This week I got a neuroradiology report assessing imagery since my bus accident that confirmed a lot of what I already knew but gave me some bad news.
The good thing is that the specialist I need to see is in Vegas. The bad news, obviously, is the range of injuries: from a twisted brainstem to a Chiari Malformation. My ventricles are enlarged to an extreme degree, the prognosis for that being rated as “poor.” The fact that I finally have a name for my injuries is somewhat comforting, but the results of these injuries are still painful, no less so just because I know what they are.

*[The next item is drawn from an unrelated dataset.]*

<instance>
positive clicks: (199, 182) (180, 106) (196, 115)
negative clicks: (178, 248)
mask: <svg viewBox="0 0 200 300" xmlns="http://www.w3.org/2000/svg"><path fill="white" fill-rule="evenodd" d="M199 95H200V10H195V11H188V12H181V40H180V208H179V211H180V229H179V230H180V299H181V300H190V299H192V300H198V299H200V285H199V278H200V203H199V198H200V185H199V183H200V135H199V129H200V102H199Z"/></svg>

As a result of my brain injury I’ve moved from troublesome cognitive disabilities to profound, life-changing physical disabilities. I have been acutely aware of the limitations presented by society, from buildings without ramps to uncaptioned videos. A lot of you, in some communities up to a third of you, have some type of disability, both visible and invisible. According to the American Community Survey, 12.8% of Americans are disabled, and 39% of those identifying as LGBTQ+ also identify as disabled.
Having the best in terms of accommodation, attention and respect should be a given.
My first question to you is, have you heard about the Disability Resource Center? To help meet the diverse needs of the campus disabled community, the DRC at Portland State is active in ensuring students receive accommodations and having a safe space to decompress or finding advocates on campus.
Are you aware, by the way, that there are a range of routes and access points for disabled students with mobility issues? These routes, often secured and removed from high-traffic areas, are also great for students who experience sensory overload. For example, underground passages between Cramer Hall, Smith Memorial Student Union and Fariborz Maseeh Hall provide a quiet and evenly lit route under the city and away from car horns and construction.
Abled students, did you know that sometimes people with mobility problems will alternate between modes, sometimes using no mobility device or aid at all and sometimes using a powered device like a chair or scooter? The idea that you gotta stay in your chair or you’re faking is pernicious. Also, if you see someone with a mobility device or aid walking toward you on the sidewalk, please, please recognize that it’s better for us to go in a straight line and just slide to the left or right so we can keep moving.
Finally, have you heard that if you have issues with accessibility that need prompt resolution, there’s no reason to not ask either the DRC or file a Barrier to Physical Access form.